Machtigingen die nodig zijn voor toegang tot blobgegevens

Afhankelijk van hoe u toegang tot blobgegevens in Azure Portal wilt autoriseren, hebt u specifieke machtigingen nodig. In de meeste gevallen worden deze machtigingen geleverd via op rollen gebaseerd toegangsbeheer van Azure (Azure RBAC). Zie Wat is op rollen gebaseerd toegangsbeheer van Azure (Azure RBAC)? voor meer informatie over Azure RBAC.

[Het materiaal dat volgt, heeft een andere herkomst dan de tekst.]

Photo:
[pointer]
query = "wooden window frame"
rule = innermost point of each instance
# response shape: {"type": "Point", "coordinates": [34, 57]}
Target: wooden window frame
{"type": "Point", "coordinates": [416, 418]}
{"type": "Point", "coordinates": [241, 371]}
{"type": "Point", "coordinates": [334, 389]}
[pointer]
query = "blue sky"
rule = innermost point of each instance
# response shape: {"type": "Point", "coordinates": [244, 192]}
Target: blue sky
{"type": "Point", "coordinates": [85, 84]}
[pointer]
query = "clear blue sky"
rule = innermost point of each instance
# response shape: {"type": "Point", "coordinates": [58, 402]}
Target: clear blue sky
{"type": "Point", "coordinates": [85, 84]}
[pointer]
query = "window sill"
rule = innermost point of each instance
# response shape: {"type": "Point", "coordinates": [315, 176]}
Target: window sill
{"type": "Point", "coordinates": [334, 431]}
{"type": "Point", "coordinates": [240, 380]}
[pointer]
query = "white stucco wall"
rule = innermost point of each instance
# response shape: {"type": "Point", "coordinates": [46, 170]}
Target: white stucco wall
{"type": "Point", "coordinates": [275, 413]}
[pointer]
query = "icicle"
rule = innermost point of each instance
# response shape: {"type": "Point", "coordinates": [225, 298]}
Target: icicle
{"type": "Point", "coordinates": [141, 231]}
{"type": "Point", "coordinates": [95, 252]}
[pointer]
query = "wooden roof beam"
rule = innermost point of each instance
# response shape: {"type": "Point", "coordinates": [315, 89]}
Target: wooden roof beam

De toegangssleutel voor het account gebruiken

Als u toegang wilt krijgen tot blobgegevens met de toegangssleutel voor het account, moet aan u een Azure-rol zijn toegewezen die de Azure RBAC-actie Microsoft.Storage/storageAccounts/listkeys/action bevat. Deze Azure-rol kan een ingebouwde of aangepaste rol zijn. Ingebouwde rollen die ondersteuning bieden voor Microsoft.Storage/storageAccounts/listkeys/action zijn onder andere het volgende, in volgorde van minst tot grootste machtigingen:

Wanneer u probeert toegang te krijgen tot blobgegevens in Azure Portal, controleert de portal eerst of u een rol hebt toegewezen aan Microsoft.Storage/storageAccounts/listkeys/action. Als u met deze actie een rol hebt toegewezen, gebruikt de portal de accountsleutel voor toegang tot blobgegevens. Als u met deze actie geen rol hebt toegewezen, probeert de portal toegang te krijgen tot gegevens met behulp van uw Microsoft Entra-account.

Belangrijk

Wanneer een opslagaccount is vergrendeld met een Azure Resource Manager ReadOnly-vergrendeling , is de bewerking Lijstsleutels niet toegestaan voor dat opslagaccount. Lijstsleutels is een POST-bewerking en alle POST-bewerkingen worden voorkomen wanneer een ReadOnly-vergrendeling is geconfigureerd voor het account. Daarom moeten gebruikers, wanneer het account is vergrendeld met een ReadOnly-vergrendeling , Microsoft Entra-referenties gebruiken om toegang te krijgen tot blobgegevens in de portal. Zie Uw Microsoft Entra-account gebruiken voor informatie over het openen van blobgegevens in de portal met Microsoft Entra-id.

Notitie

De klassieke abonnementsbeheerdersrollen Service Beheer istrator en Co-Beheer istrator bevatten het equivalent van de azure Resource Manager-eigenaarrol. De rol Eigenaar bevat alle acties, waaronder Microsoft.Storage /storageAccounts/listkeys/action, zodat een gebruiker met een van deze beheerdersrollen ook toegang heeft tot blobgegevens met de accountsleutel. Zie Azure-rollen, Microsoft Entra-rollen en klassieke abonnementsbeheerdersrollen voor meer informatie.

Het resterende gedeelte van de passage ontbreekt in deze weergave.